I feel the need... the need for speed

It’s around 30 years since Top Gun was showing in cinemas around the country. Fax machines had reached critical mass, though most offices still had a telex machine lurking in the corner. A V.32 modem was state of the art and 9600 bit/s was the most one could expect without deploying the heavyweights of Kilostream or Megastream and, despite Mercury’s appearance, BT really was the only game in town.

Thirty years on the industry is still obsessed with speed, and we are constantly being bombarded by carriers’ messages of high-speed, fibre, and super-fast broadband.

The latest OFCOM market report says that the number of UK superfast broadband connections (which they define as those providing 30Mbit/s or more) rose by two million in 2015. While there has clearly been huge growth in available bandwidth, the cynics can be heard saying that this represents an unnecessary increase, and that there is no underlying need for more capacity.

However further examination of the OFCOM report shows that these increases may not actually be enough on their own – for example there is a reference to a Nokia Bell Labs report predicting that mobile data will be 21-31 times the 2005 levels for Western Europe by 2020. This massive increase in a short time-frame reflects a seismic shift in how we interact and use devices and applications.

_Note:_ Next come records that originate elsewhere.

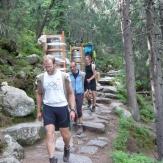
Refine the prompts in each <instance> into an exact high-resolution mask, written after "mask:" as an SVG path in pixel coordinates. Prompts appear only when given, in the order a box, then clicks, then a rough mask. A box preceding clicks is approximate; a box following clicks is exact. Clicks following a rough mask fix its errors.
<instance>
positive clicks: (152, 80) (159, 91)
mask: <svg viewBox="0 0 163 163" xmlns="http://www.w3.org/2000/svg"><path fill="white" fill-rule="evenodd" d="M145 6H146V19H147V43H148V51H149V59H150V73H151V81H152V85H151V86H152V87H153V89H152V91H154V92H153V94H154V97H155V98H154V99H153V102H154V106H155V108H156V136H157V150H158V157H159V158H158V159H159V160H162V159H163V91H162V90H163V78H162V72H161V62H160V61H161V60H160V56H159V48H158V46H159V41H158V37H159V34H158V33H156V32H158V30H155V28H154V27H155V17H154V16H155V15H156V13H155V12H154V11H155V10H154V0H145Z"/></svg>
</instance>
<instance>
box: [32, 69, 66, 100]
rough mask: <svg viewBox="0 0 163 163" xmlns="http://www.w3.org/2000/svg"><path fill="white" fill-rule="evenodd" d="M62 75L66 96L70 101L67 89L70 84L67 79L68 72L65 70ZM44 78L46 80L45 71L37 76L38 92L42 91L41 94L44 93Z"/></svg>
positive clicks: (64, 89)
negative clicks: (65, 71) (66, 72)
mask: <svg viewBox="0 0 163 163" xmlns="http://www.w3.org/2000/svg"><path fill="white" fill-rule="evenodd" d="M61 75H62V81H63V90H64V94H65V97H66V99H67V101H68V94H67V89H68V84H69V83H68V80H67V74H66V73H65V72H62V71H61ZM43 80H44V73H41V74H39V75H38V76H37V77H36V82H35V85H36V87H37V90H38V93H40V94H44V90H43Z"/></svg>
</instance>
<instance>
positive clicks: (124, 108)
mask: <svg viewBox="0 0 163 163" xmlns="http://www.w3.org/2000/svg"><path fill="white" fill-rule="evenodd" d="M115 112H122V114H123V116H124V117H126V118H130V117H131V116H132V115H131V113H130V112H129V111H128V110H127V109H126V108H122V107H116V108H115Z"/></svg>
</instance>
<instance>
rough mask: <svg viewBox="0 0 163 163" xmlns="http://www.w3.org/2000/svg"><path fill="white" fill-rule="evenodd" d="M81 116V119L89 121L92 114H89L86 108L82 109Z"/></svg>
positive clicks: (87, 110) (90, 117) (90, 118)
mask: <svg viewBox="0 0 163 163" xmlns="http://www.w3.org/2000/svg"><path fill="white" fill-rule="evenodd" d="M82 118H83V121H89V120H93V119H94V116H90V113H89V112H88V110H84V111H83V117H82Z"/></svg>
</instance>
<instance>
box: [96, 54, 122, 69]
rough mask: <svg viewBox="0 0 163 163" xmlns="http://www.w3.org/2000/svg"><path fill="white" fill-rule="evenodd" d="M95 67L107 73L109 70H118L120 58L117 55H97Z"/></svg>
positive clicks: (116, 54) (118, 56)
mask: <svg viewBox="0 0 163 163" xmlns="http://www.w3.org/2000/svg"><path fill="white" fill-rule="evenodd" d="M96 65H97V68H98V69H100V71H102V72H108V71H109V70H111V69H115V70H119V69H121V68H122V57H121V56H118V55H117V54H114V55H110V54H105V55H99V54H97V59H96Z"/></svg>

There are three obvious drivers for these predicted increases in data usage, particularly when it comes to mobile data. These are:

  • The influence of millennials joining the workforce with their penchant for social networking, collaboration and multi-tasking
  • The move to cloud services and the new compute paradigm
  • The Internet of Things (IoT), and the increase in machine-to-machine communications

So if demand for data continues to increase how will we satisfy the demand, given that networks cannot be redesigned in such a short timeframe?

In a business context, we should see three trends emerge to meet this growth in demand:

  • More mobile data – we will see a proliferation of dedicated SIMs for specific applications
  • Software Defined Networking (SDN) – no more active:passive connections where one sits idle in case there is a fault – all access and connections will be utilised, all the time.
  • More direct internet access – relieving pressure on corporate backbones, WANs and centralised internet breakout, providing more, local, high-speed access connections.

Clearly, it’s not just about feeds and speeds – we also need to look at latency, packet loss, jitter and all the other elements that contribute to a great end-user experience. It is here that deploying SDN can play its greatest part in ensuring traffic is routed according to its priority, application type and the relative available speeds, feeds, traffic and congestion.

By employing application acceleration services and local caching we can actually make a massive impact on the latency and usability of applications – whilst barely using any of the available bandwidth. The best news? This leaves the speed and the feed for those who really need it! 

Given the capabilities of SDNs and pronouncements from various carriers around their SDN capabilities, does this mean we can simply sit back and let the carriers provide the answers to all the above challenges?

To use the catchphrase of another film from thirty years ago “there can be only one!”

For those customers with one access provider and a common deployment of access connectivity and technology, it may indeed suit them to adopt the Highlander approach. However for those using a mix of Ethernet services, broadband and mobile data with without back-up circuits to optimise resilience and minimise cost, adopting a one-carrier approach is likely to involve a large shift in services and a steep hike in running costs. So adopting a carrier SDN solution is not going to be a panacea for higher speed, unlimited bandwidth for all.

For the real world, a blended approach will continue to offer the best results for cost management, resilience of routing and access. What’s more, deploying SDN as an overlay to a core network, gives you a highly cost-effective way to get all the benefits without seismic network shifts.